- Active: 1 April 1908-present
- Country: Canada
- Branch: Army
- Type: Field artillery
- Size: One battery
- Part of: Royal Regiment of Canadian Artillery
- Garrison/HQ: Kenora, Ontario
- Mottos: Ubique (Latin for 'everywhere'); Quo fas et gloria ducunt (Latin for 'whither right and glory lead');
- March: Quick: British Grenadiers

= 116th Independent Field Battery, RCA =

The 116th Independent Field Battery, Royal Canadian Artillery is a Canadian Army Reserve independent artillery battery based in Kenora, Ontario, which forms part of the 3rd Canadian Division's 38 Canadian Brigade Group. The battery parades at the Kenora Armoury, 800-11th Avenue North.

==Lineage==

=== The Kenora Light Infantry ===
In 1908, the 98th Regiment was created by separating two companies (Kenora and Fort Frances) from the 96th Regiment and organizing two new companies, with regimental headquarters in Kenora. After the regiment was renamed multiple times during the 1920s, becoming the Kenora Light Infantry, it was split into two in 1936. After the split, the 17th Medium Battery remained in service until 1946. During the 1940s to 1980, the 16th Medium Battery was renamed multiple times and merged with the 209th (Reserve) Field Battery before becoming the 116th Independent Field Battery in 1981.

=== 11th Medium Battery (Howitzer), RCA ===
In 1920, the 11th Siege Battery was created. Following multiple renames from the 1920 to 1940s, the battery was merged into the 116th Independent Field Battery when it was known as the 16th Medium Battery in 1946.

=== Listing ===
- Originated on 1 April 1908, in Kenora, Ontario, as the 98th Regiment.
- Redesignated on 12 March 1920, as The Rainy River and Kenora Regiment.
- Redesignated on 1 September 1921, as The Kenora Light Infantry.
- Converted to artillery on 15 December 1936, and reorganised as two artillery batteries: the 16th Medium Battery (Howitzer), RCA (currently the 116th Independent Field Battery, RCA) and the 17th Medium Battery (Howitzer), RCA (disbanded on 31 March 1946).

==Perpetuations==
The 116th Independent Field Battery, RCA, perpetuates the 94th Battalion (New Ontario), CEF, and No. 11 Canadian Siege Battery, Canadian Garrison Artillery, CEF.

==Operational history==

===Great War===
Versions of the 116th fought during World War I in France.

===Second World War===
The 17th Field Regiment, RCA was mobilized originally as two batteries, the 37th Battery and the 60/76 Battery.
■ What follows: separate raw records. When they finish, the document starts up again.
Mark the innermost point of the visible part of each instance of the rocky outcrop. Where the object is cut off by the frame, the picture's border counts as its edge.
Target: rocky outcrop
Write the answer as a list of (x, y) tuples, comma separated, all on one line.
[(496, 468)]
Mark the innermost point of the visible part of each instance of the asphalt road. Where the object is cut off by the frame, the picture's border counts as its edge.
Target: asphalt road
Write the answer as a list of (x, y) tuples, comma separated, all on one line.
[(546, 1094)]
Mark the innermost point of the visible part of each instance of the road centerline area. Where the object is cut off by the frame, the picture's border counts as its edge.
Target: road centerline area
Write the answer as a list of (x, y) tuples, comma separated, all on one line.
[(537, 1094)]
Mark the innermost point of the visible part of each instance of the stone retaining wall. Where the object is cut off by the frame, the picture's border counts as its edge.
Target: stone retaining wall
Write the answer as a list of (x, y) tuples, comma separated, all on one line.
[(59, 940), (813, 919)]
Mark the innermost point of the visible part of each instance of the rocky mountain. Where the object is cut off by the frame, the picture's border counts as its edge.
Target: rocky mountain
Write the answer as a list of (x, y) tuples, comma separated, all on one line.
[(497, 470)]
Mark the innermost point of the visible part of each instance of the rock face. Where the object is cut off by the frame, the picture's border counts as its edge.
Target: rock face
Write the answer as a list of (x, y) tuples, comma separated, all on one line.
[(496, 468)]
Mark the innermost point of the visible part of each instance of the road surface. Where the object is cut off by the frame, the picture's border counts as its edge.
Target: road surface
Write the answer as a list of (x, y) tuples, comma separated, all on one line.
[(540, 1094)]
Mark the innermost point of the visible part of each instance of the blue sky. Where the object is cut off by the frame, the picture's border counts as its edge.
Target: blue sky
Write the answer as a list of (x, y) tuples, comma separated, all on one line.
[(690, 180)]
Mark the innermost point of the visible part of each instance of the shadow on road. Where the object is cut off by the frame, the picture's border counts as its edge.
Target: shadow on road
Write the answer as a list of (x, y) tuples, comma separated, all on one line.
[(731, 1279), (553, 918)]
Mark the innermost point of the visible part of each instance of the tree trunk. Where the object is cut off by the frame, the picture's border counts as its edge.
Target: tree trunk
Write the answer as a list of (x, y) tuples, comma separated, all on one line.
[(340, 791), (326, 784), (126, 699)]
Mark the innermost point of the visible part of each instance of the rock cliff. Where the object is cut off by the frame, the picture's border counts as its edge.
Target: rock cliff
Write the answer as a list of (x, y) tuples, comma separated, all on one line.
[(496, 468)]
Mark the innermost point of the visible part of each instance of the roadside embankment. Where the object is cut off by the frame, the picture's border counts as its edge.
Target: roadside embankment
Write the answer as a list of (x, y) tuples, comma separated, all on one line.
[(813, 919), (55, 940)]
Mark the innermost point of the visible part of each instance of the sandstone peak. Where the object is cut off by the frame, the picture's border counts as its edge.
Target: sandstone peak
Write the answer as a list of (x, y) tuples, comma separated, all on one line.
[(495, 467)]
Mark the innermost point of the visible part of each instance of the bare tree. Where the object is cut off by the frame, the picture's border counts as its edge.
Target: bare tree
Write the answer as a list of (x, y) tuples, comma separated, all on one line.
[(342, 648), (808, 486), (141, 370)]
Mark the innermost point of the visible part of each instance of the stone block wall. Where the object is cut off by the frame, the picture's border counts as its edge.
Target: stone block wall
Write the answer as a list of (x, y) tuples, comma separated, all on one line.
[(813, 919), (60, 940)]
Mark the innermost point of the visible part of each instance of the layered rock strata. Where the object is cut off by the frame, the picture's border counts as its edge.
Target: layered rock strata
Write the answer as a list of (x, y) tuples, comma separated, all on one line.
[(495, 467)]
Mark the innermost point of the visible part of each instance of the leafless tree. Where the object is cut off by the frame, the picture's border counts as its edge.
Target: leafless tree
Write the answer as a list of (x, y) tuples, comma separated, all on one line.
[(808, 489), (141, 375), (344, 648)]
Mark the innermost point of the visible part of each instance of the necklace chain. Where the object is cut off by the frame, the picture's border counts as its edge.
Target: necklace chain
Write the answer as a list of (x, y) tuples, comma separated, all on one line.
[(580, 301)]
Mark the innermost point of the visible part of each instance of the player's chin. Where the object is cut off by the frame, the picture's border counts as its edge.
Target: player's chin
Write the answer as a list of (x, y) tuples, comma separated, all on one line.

The 37th Battery was recruited as three troops, A troop at Fort William and Port Arthur, B troop at Fort Frances and Kenora, and C troop at Portage la Prairie. The 60/76 Battery was recruited entirely from Saskatchewan, half coming from Aneroid and other points in Western and South Western Saskatchewan while the second half came from Indian Head and the CPR main line district East of Regina.
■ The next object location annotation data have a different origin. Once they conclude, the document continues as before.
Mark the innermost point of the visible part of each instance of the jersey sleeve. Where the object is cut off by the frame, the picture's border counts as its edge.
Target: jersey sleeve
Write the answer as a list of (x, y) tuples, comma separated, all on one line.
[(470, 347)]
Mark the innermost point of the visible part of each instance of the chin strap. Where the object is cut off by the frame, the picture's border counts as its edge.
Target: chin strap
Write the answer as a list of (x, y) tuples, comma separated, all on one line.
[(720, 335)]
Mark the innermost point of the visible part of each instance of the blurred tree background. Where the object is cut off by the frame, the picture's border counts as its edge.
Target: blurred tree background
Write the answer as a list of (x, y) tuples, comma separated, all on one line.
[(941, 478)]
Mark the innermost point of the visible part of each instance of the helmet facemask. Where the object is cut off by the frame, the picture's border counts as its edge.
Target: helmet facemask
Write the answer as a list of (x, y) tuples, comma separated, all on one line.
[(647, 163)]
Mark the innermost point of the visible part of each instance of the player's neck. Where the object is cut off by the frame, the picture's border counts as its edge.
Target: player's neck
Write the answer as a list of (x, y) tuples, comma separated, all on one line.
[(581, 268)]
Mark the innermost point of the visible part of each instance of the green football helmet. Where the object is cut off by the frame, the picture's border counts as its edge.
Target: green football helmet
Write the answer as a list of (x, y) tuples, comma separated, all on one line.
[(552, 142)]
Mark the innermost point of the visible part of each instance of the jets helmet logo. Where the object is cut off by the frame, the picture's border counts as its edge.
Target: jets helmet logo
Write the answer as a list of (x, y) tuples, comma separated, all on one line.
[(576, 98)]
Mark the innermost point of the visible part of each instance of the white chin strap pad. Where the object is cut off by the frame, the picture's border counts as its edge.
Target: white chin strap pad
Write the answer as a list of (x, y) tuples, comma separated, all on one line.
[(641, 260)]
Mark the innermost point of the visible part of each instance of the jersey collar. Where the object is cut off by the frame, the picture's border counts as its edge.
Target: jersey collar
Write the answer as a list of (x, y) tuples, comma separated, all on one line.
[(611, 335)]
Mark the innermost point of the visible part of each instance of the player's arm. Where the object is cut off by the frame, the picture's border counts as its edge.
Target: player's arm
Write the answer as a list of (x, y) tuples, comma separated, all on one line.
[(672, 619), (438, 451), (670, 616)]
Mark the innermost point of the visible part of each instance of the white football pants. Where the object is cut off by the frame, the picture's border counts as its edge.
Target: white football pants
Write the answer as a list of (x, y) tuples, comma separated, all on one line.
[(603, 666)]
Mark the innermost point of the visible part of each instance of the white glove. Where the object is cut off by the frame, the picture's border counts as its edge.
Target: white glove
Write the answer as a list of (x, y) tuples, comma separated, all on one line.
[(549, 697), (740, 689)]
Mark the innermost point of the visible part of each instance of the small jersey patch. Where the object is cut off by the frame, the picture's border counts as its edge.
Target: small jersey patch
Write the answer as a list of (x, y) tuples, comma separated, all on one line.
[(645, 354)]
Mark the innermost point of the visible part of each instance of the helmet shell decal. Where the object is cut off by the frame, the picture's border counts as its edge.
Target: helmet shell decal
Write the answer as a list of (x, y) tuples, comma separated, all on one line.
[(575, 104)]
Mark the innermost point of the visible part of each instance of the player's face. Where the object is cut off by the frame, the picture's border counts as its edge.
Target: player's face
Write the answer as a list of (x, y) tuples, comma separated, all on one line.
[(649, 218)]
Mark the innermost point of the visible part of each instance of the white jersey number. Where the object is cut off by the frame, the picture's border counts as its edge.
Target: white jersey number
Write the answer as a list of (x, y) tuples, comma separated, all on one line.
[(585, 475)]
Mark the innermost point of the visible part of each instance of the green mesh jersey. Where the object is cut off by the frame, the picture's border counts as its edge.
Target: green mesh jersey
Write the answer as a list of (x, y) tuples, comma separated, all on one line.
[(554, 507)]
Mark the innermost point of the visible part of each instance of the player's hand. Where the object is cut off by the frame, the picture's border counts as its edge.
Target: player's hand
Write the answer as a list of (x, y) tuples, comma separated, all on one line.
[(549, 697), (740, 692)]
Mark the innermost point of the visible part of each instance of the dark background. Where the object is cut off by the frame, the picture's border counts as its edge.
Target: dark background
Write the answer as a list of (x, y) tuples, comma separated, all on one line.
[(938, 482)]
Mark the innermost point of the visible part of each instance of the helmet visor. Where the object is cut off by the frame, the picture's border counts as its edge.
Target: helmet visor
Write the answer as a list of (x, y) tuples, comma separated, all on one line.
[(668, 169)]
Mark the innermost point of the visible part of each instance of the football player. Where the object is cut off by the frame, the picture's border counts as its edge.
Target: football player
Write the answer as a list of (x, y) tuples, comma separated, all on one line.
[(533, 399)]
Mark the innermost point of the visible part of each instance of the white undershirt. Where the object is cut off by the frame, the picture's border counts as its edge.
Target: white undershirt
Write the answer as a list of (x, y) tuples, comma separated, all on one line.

The Non-Permanent Active Militia units from which these two active service batteries were formed, were the 7th Medium Artillery Brigade which consisted of the 16th Battery centred at Kenora, the 17th Battery at Fort Frances and the 18th Battery at Port Arthur, the 26 Field Artillery Brigade from Brandon, the 10th and 22nd Field Artillery Brigades of South Saskatchewan. These units provided the NCO and officer nucleus which was responsible for the initial training and the transformation from a civilian to a soldier.
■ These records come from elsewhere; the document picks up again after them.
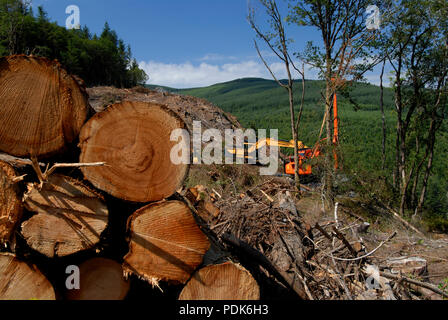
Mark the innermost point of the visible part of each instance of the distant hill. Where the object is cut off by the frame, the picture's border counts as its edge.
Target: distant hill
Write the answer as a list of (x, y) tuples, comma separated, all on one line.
[(260, 103)]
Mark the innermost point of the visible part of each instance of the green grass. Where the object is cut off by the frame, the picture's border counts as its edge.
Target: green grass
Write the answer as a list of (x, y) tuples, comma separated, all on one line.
[(260, 103)]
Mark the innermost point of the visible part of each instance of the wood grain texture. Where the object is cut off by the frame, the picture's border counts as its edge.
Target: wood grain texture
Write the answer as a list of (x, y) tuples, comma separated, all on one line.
[(21, 281), (70, 217), (166, 244), (10, 203), (227, 281), (42, 107), (100, 279), (133, 138)]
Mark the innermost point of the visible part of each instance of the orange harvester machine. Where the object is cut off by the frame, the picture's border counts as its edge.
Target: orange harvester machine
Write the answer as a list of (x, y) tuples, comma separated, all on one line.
[(308, 153), (305, 153)]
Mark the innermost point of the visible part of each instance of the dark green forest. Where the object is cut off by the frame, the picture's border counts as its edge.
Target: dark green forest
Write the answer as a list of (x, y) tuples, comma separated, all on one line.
[(102, 59), (259, 103)]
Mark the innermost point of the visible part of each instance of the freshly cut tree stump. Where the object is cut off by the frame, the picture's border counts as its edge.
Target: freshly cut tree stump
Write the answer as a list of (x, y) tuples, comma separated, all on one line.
[(42, 107), (10, 203), (166, 244), (226, 281), (70, 217), (21, 281), (100, 279), (133, 138)]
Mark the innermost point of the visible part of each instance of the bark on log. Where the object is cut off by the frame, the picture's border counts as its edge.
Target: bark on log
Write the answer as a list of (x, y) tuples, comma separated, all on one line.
[(227, 281), (133, 138), (10, 203), (21, 281), (42, 107), (100, 279), (166, 244), (70, 217)]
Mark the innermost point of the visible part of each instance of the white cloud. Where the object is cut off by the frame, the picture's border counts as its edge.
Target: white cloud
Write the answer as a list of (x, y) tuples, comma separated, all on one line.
[(188, 75), (217, 57)]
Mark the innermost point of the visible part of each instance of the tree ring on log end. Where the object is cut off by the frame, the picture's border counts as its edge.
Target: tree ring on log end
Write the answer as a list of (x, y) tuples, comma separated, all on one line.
[(133, 138), (21, 281), (42, 107), (70, 217), (10, 203), (166, 244), (227, 281)]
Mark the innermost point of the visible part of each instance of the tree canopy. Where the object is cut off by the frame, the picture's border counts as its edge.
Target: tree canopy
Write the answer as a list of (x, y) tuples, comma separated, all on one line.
[(98, 60)]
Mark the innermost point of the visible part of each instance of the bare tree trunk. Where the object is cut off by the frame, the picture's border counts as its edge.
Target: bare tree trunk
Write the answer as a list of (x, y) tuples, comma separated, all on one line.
[(294, 135), (328, 153), (432, 137), (383, 117)]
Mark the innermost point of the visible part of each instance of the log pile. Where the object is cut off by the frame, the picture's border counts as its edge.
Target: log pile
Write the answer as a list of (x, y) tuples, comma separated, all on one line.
[(116, 167)]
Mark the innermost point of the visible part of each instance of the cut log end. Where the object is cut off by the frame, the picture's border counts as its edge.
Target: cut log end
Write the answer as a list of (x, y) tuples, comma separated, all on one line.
[(43, 108), (10, 203), (100, 279), (134, 139), (20, 281), (69, 217), (166, 244), (228, 281)]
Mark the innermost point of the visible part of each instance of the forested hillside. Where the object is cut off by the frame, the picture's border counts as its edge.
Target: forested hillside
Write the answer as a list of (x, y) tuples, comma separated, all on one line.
[(260, 103), (98, 59)]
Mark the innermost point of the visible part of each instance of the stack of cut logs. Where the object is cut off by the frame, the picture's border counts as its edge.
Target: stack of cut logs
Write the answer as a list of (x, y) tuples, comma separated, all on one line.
[(123, 154)]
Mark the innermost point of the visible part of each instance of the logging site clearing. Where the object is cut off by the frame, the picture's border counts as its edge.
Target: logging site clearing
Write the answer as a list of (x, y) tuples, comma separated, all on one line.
[(87, 188)]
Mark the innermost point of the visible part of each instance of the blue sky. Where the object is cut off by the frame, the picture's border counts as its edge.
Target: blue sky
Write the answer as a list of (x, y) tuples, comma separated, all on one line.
[(182, 43)]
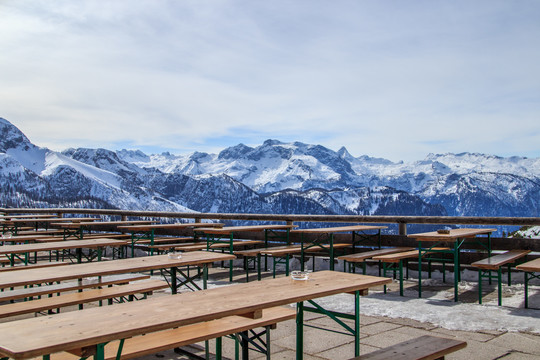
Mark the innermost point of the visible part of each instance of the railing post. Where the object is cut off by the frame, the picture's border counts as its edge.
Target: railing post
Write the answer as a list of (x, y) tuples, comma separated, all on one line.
[(403, 229)]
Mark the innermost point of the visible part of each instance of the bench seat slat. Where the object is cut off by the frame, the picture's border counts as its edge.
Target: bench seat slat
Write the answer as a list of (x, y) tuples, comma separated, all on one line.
[(423, 348), (496, 261), (405, 255), (186, 335), (359, 257), (80, 298), (70, 286), (163, 240)]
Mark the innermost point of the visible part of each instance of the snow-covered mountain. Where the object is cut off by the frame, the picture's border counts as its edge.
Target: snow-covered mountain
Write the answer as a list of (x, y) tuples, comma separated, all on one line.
[(274, 177)]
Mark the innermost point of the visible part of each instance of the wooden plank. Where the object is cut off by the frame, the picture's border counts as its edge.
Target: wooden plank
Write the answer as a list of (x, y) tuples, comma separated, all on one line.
[(77, 298), (28, 338), (246, 228), (360, 257), (426, 347), (143, 228), (61, 245), (33, 266), (496, 261), (22, 293), (405, 255), (452, 236), (530, 266), (186, 335), (339, 229), (120, 266)]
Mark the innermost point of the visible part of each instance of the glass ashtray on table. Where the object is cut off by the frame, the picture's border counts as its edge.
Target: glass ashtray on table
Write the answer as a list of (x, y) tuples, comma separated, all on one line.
[(299, 275), (174, 255)]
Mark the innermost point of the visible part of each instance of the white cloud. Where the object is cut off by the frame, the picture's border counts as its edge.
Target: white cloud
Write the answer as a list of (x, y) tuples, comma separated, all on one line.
[(388, 79)]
The 17th Regiment, RCA was a three-battery, 24 gun regiment. Each of the three batteries of the regiment contained two troops. The 37th Battery made up Charlie and Dog Troops.

== Battle honours ==
In 1930 the Kenora Light Infantry was awarded the following battle honours for the Great War. These honours became dormant in 1936 upon conversion to artillery; they were subsumed under the RCA's honorary distinction ubique 'everywhere'.

==Equipment==

- Commercial Utility Cargo Vehicle - logistics and transport
- Iltis - transport

A Universal Carrier and M114 155 mm howitzer are found along the side and main entrance to the Armoury.